Researchers have discovered that a set of 5 “master fingerprints” can exploit these partial matches, and open about 65% of devices.
The number is likely to go down in real life conditions, but an open rate of even 10% to 15% is huge and can expose millions of devices.
Disadvantage: Biometrics last a lifetime
You can always change your password if somebody learns it, but there’s no way to modify your iris, retina or fingerprint. Once somebody has a working copy of these, there’s not much you can do to stay safe, other than switching to passwords or using another finger.
In one of the biggest hacks ever, the US Office of Personnel Management leaked 5.6 million employee fingerprints. For the people involved, a part of their identity will always be compromised.
Disadvantage: Vulnerabilities in biometric authentication software
A couple of years ago, security researcher discovered weaknesses in Android devices that allowed them to remotely extract a user’s fingerprint, use backdoors in the software to hijack mobile payments or even install malware.
What’s more, they were able to do this remotely, without having physical access to the device.
Since then, patches have come for the vulnerabilities, but bug hunters are constantly on the hunt for new ones.
Hacking biometric encryption
Whitehat security researchers have proved time and again how to fool fingerprint or iris scanners.
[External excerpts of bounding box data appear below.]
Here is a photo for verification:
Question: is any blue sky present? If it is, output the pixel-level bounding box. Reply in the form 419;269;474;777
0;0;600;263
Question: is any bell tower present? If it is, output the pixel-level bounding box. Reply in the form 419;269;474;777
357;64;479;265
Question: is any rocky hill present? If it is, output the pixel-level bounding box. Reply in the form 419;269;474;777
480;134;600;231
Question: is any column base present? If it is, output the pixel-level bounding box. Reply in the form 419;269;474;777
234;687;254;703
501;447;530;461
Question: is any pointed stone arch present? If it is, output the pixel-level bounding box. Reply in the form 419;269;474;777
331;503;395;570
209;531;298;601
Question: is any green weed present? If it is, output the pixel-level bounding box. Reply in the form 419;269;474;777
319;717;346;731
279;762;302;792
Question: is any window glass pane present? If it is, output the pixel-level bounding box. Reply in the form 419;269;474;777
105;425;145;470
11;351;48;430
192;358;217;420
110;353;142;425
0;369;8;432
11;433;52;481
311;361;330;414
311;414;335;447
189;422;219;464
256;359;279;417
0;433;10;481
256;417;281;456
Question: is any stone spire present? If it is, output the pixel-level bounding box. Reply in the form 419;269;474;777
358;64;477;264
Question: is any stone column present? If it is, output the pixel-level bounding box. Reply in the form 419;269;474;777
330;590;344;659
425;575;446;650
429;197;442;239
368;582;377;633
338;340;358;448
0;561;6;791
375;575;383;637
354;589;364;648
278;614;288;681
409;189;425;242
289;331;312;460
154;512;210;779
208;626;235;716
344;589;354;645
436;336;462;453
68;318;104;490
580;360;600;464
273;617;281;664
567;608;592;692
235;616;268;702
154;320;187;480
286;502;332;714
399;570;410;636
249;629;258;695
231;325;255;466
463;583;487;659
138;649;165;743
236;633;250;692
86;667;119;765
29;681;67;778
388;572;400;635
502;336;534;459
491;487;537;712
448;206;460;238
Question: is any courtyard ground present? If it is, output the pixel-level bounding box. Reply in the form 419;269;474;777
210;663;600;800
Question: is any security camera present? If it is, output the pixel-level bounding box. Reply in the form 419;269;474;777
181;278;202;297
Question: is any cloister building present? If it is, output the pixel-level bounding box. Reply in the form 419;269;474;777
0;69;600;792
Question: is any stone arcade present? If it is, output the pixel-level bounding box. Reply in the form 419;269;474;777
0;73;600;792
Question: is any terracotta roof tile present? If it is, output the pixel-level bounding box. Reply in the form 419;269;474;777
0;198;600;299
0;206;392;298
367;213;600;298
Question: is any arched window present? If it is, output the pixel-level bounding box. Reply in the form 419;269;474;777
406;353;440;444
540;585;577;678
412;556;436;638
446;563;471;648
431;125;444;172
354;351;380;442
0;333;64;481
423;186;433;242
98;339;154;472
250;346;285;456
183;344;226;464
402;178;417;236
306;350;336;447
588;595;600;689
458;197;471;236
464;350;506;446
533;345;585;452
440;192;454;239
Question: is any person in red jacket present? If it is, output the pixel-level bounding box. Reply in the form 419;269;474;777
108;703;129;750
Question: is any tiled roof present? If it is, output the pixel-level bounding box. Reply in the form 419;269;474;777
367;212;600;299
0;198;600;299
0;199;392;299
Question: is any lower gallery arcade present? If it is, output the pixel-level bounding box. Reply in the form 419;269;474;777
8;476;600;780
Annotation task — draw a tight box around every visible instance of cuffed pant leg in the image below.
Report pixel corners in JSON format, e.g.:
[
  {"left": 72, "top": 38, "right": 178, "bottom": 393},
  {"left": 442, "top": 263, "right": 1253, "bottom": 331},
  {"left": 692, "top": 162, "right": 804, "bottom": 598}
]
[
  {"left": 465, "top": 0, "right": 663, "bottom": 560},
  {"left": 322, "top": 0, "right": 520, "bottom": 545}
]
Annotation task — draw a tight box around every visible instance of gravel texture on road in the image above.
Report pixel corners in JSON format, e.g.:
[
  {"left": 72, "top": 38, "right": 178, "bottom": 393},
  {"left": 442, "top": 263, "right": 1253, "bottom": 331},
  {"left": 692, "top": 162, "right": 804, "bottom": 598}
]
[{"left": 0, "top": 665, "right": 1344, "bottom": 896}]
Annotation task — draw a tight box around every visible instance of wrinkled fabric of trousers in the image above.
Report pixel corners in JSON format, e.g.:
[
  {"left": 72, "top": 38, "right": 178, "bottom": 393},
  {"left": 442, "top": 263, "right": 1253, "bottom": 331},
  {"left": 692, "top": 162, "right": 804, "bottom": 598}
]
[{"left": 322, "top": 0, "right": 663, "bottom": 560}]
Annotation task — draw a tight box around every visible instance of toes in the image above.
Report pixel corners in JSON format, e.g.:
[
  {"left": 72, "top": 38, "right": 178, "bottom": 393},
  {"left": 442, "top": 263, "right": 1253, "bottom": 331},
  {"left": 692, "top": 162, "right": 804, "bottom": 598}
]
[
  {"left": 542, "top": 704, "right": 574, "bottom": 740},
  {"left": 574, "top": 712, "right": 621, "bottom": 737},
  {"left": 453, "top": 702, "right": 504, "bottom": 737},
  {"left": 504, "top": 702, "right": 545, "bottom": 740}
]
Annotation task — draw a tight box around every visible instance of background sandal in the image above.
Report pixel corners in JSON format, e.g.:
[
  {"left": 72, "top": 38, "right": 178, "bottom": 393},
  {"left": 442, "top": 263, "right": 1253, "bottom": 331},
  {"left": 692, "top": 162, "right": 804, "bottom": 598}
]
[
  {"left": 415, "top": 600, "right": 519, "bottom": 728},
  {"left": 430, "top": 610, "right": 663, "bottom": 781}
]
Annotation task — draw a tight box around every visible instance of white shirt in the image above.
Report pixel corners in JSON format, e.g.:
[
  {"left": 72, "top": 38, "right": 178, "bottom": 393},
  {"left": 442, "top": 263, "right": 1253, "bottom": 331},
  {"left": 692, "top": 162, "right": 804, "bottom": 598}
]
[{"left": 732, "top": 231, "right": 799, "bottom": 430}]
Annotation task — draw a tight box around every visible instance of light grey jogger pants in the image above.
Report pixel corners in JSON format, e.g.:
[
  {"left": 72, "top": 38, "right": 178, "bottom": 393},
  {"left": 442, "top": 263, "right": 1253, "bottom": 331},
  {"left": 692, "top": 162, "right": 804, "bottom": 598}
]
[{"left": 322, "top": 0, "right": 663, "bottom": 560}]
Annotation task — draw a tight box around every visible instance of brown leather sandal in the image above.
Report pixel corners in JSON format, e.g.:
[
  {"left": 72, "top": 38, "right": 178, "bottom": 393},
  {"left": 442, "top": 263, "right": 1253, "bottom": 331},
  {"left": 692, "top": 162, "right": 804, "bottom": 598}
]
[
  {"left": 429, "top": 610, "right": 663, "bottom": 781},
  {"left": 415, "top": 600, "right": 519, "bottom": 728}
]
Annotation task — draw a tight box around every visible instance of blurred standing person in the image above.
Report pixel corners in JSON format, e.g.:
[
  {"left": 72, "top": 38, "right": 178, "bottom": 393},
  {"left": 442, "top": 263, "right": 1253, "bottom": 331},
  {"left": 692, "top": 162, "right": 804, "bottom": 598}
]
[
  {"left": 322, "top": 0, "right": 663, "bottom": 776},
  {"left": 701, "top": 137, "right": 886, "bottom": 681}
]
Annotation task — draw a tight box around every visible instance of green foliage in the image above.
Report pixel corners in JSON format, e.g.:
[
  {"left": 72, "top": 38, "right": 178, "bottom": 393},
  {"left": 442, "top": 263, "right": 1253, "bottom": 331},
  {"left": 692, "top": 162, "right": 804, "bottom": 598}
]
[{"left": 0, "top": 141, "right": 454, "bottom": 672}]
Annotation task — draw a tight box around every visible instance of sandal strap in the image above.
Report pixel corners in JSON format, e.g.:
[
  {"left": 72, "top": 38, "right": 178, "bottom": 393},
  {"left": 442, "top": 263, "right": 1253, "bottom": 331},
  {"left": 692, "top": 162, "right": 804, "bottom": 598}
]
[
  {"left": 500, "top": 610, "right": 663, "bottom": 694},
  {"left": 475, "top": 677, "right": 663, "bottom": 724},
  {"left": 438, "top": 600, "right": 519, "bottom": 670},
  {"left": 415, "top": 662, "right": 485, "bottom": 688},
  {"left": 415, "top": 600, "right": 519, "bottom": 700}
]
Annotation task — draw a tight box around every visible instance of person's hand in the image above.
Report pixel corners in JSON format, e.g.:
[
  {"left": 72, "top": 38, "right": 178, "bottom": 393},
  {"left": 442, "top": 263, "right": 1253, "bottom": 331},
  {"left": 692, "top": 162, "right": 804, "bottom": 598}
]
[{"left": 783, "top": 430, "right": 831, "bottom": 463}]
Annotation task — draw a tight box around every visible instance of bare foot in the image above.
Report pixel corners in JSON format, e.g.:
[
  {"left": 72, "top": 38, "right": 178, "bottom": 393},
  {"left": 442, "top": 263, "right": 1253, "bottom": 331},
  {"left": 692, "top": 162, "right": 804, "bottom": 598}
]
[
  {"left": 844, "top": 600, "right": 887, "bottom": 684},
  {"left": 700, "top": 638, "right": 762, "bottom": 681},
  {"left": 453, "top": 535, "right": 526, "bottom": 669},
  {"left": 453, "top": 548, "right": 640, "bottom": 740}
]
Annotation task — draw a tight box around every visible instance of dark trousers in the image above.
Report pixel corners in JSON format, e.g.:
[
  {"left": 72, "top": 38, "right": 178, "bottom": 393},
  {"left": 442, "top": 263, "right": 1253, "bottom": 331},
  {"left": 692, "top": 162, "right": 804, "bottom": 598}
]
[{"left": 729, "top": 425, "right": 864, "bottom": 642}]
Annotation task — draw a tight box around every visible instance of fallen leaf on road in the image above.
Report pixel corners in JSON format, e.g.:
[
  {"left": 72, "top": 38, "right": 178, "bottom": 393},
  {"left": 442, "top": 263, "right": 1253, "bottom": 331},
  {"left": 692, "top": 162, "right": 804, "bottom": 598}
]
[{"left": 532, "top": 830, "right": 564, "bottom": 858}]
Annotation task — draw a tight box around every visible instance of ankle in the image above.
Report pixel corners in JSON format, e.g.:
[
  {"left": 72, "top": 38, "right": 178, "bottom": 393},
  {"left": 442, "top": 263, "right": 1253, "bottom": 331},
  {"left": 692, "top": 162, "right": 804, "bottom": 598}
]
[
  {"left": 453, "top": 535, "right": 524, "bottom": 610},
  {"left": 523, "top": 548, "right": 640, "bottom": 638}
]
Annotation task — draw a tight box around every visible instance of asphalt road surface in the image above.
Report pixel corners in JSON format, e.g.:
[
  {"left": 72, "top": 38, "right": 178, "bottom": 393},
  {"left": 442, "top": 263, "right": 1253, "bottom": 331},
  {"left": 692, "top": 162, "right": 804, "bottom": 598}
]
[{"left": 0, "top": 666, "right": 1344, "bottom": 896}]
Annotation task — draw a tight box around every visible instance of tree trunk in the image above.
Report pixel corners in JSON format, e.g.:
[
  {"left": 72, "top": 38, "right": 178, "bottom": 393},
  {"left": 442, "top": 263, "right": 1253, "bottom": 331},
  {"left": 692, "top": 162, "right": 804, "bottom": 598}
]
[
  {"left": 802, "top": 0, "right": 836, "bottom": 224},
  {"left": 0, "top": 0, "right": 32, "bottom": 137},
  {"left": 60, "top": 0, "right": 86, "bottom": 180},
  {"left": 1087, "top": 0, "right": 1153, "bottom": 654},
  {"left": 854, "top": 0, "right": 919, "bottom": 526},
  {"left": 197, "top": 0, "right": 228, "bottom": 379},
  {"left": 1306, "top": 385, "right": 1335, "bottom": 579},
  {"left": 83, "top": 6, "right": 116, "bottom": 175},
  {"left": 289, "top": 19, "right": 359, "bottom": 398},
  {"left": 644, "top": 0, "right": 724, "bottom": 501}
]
Here are just some of the methods they use.
Creating a fake finger (spoofing the fingerprint)
To open up a smartphone secured with a fingerprint, the attacker will first need to find a high-quality print, that contains a sufficient amount of specific patterns to open up the device.
Next, an attacker will lift the fingerprint, place it on a plastic laminate, and then cast a finger to fit this mold.
Once the malicious hacker creates the fake finger, all he has to do is to place it on the scanner, press with his finger to conduct electricity and then use the unlocked phone.
Tricking an iris scanner
For iris scanners, all it takes is taking a photo with a cheap camera in night mode, print the iris on paper, and then put a wet contact lens to mimic the roundness of the human eye, and that’s it.
Here’s a quick and dirty video that shows a security researcher bypassing this feature:
Hacking the biometric sensor and stealing the data
Another, more insidious method of obtaining the fingerprint data of a phone, and unlocking it, is to directly hack the part of the phone responsible for storing the information.
For iOS devices, this means breaking into the Secure Enclave. Technically, this is possible, but it is far beyond the scope of your average, day-to-day cyber criminal. The few confirmed hackings have been done by Cellebrite.
Still, the software and expertise might reach mass-market, and into the hands of script kiddies.
In the case of Android devices, researchers have proven it is possible to trick the Qualcomm provided Trusted Execution Environment by loading a customized app, which then runs a privilege escalation until it obtains greater access to the TEE.
Fortunately for us users, a cybercriminal would need considerable expertise to hack your phone in such a way.
Biometric security for mobile devices, such as smartphones and laptops
A fingerprint lock is useless if somebody steals your smartphone, and then simply lifts the print off the device.
Here are a few simple tips to help minimize the number of prints that are on your phone:
- Dress your phone with a fingerprint resistant or oleophobic cover and screen protector.
- Use a different finger other than your index or thumb.
- If convenience is not your primary concern, use both the fingerprint and the password/PIN lock. This is especially useful for sensitive business smartphones and laptops.
- If your laptop or other device supports it, use a fingerprint randomizer. In short, you register 2-3 fingerprints, and the lock screen will ask you provide a different finger each time you log in.
Biometric authentication has firmly expanded beyond its highly professional niche and arrived in the consumer mainstream. As the technology gets cheaper and more powerful, it will make its way even more into our lives.
Do you use any sort of biometric technology? How do you feel about it and how secure do you think is?